MDC-T in dilemma over candidates

WHILE pondering the enormous task of winning souls in the Bible, Jesus bemoaned that there were only a few people to assist in this task.

Report by Herbert Moyo

“The harvest is plenty but the labourers are few,” he lamented.
In selecting candidates for the imminent, high-stakes general elections, the MDC-T seems to have no such worries, but a headache of a different variety.

Apparently, there are just too many candidates chasing too few posts up for grabs in the elections later this year.

You could describe it as a case of too many labourers for the harvest.

Last week, some MDC-T officials said the party faces a huge challenge in coming up with the right people to govern the country should it win elections as most aspiring candidates lack the requisite expertise and qualifications to lead.

The party officials said of the more than 4 000 applications received so far, only Masvingo province has suitably qualified people, while most serving MPs’ qualifications fell short of expectations.

They warned this was likely to force the party to look elsewhere — outside its structures — for people with craft literacy and craft competence to fill in government posts should the MDC-T win the next elections.

It is a worrisome scenario, officials said, that some prospective candidates list the Zimbabwe Junior Certificate (Form 2) as their highest qualification.

There is also a general lack of the right mix of age, qualifications and track record of performance, as most candidates with the right expertise and qualifications are too old while the young ones lack suitable credentials.

When the MDC was formed in 1999 against the background of a groundswell of disenchantment with Zanu PF’s repressive and failed rule, it faced the dilemma of finding educated and professionally qualified candidates to contest the 2000 and 2005 elections due to the high levels of violence and intimidation.

So dire was the situation that the fledgling party had to field green former students who had no working and professional experience such as the late Learnmore Jongwe, Job Sikhala and Tafadzwa Musekiwa to contest against veteran Zanu PF MPs as experienced professionals and intellectuals kept clear of politics, fearing losing their jobs and destroying their careers.

They preferred only to be associated with the party in what party spokesperson Douglas Mwonzora called “unofficial capacities”.

Fast-forward to 2013 when the political environment has changed dramatically. There are now too many people — including those from the diaspora — keen to represent the party, amid claims that some want to reap where they did not sow or view politics as a way out of poverty or to good life, not an opportunity to offer public service.

Dividing opinion within and outside the MDC-T is whether the party should discard tried and tested MPs because of lack of qualifications and expertise in favour of johnnies-come-lately who, despite high qualifications, lack the experience and courage to endure the rough and tumble of local politics.

Bulawayo East MP Thabitha Khumalo is one of party veterans facing MDC-T purges.

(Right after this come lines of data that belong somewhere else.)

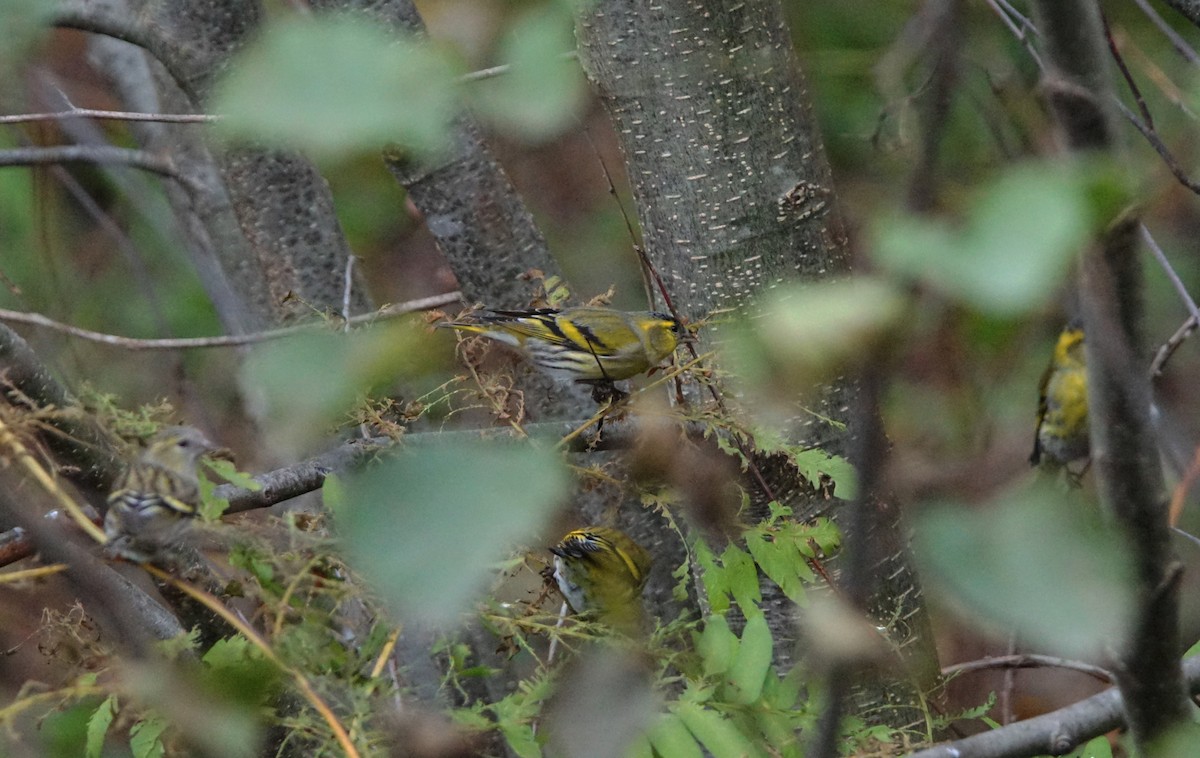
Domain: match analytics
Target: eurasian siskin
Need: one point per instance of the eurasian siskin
(601, 572)
(156, 497)
(1062, 407)
(587, 344)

“I built the party’s Bulawayo East structures from scratch, traversing the length and breadth of suburbs from Woodville to Burnside,” she once said. “I’m not aware of any attempt to remove anybody, especially tried and tested cadres as that would be akin to removing those with an institutional memory of the party in favour of newcomers.”

Daily News cartoonist and political satirist Tony Namate summed the feeling of party veterans when he said on Facebook: “The MDC-T says it is worried about the low qualifications of most of the aspiring parliamentary candidates, but when they were in the trenches no one was worried about their CVs.”

Former United States ambassador to Zimbabwe Christopher Dell once said there was merit in allowing new blood, including those in the diaspora, to come into the party and assume leadership positions.

Dell stoked controversy following the release by WikiLeaks of secret US diplomatic cables in 2010 in which he made disparaging remarks about Prime Minister Morgan Tsvangirai’s leadership qualities, describing him as “a flawed figure, not readily open to advice, indecisive and with questionable judgement”. He suggested Zimbabwe’s future leaders were in the diaspora.

“The saving grace of the MDC is likely to be found in the diaspora,” he said.

Political analyst and convenor of the Southern African Political Economy Series Trust’s policy dialogue forum Ibbo Mandaza said while ditching the old party faithful would be “fatal” for any party, it is important to technocratise government by bringing in people who are competent.

“We have a serious problem where we have some people who win elections resoundingly and yet when appointed Minister of Transport, for instance, they have no clue on how to run the ministry,” said Mandaza.

Mandaza said Zimbabwe should have followed the Kenyan model during the constitution-making exercise where MPs remain in their constituencies, but technocrats are brought in from outside to run government ministries like chief executive officers.

Zimbabwe Democracy Institute executive director Pedzisai Ruhanya said purges were not necessary.

“The technocrats they are talking about are needed to run government ministries and departments. Civil servants will guide the politicians,” said Ruhanya. “So in choosing party candidates, they should not confuse political leadership with technocrats needed for the civil service.”

Critics say given the need to balance party loyalty with competence in running government, the MDC-T runs the risk of alienating some of its loyal but less-educated members for educated newcomers, possibly with disastrous results.